“That famous.” The blond beard worked the way a child’s face does when it’s about to cry.“That famous! ”

“That famous!” Mr. Glescu assured him. “Who is the man with whom modern painting, in its full glory, is said to have definitely begun? Who is the man whose designs and special manipulations of color have dominated architecture for the past five centuries, who is responsible for the arrangement of our cities, the shape of our every artifact, the very texture of our clothing.”

“Me?” Morniel inquired weakly.

“You!” No other man in the history of art has exerted such a massive influence over design or over so wide an area of art for so long a period of time. To whom can I compare you, sir? To what other artist in history can I compare you?”

“Rembrandt?” Morniel suggested. He seemed to be trying to be helpful. “Da Vinci?”

Mr. Glescu sneered. “Rembrandt and Da Vinci in the same breath as you? Ridiculous! They lacked your universality, your taste for the cosmic, your sense of the all-encompassing. No, to relate you properly to an equal, one must go outside painting, to literature, possibly. Shakespeare, with his vast breadth of understanding, with the resounding organ notes of his poetry and with his tremendous influence on the later English language—but even Shakespeare, I’m afraid, even Shakespeare—” He shook his head sadly.

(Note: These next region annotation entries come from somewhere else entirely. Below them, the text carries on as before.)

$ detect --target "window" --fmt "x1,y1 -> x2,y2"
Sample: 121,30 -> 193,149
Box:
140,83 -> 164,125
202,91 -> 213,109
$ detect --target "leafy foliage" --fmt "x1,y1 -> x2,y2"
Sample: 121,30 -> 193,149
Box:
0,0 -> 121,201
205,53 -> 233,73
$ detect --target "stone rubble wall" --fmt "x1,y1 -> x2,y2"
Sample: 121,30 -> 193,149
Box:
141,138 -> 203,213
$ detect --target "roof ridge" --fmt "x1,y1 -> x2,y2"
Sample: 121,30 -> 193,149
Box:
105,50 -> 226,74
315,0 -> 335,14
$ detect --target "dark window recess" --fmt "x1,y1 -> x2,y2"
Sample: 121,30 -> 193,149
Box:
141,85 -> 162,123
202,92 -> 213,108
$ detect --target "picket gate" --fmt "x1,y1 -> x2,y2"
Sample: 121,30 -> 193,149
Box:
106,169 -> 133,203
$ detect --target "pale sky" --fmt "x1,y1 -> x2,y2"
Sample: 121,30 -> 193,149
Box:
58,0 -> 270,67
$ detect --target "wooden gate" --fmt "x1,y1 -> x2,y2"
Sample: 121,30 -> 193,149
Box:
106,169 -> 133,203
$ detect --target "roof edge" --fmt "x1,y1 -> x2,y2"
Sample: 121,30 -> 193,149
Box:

“Wow!” breathed Morniel Mathaway.

“Speaking of Shakespeare,” I broke in, “do you happen to know of a poet named David Dantziger? Did much of his work survive?”

“Is that you?”

“Yes,” I told the man from 2487 A.D. eagerly. “That’s me, Dave Dantziger.”

He wrinkled his forehead. “I don’t seem to remember any—What school of poetry do you belong to?”

“Well, they call it by various names. Anti-imagist is the most usual one. Anti-imagist or post-imagist.”

“No,” said Mr. Glescu after thinking for a while. “The only poet I can remember for this time and this part of the world is Peter Tedd.”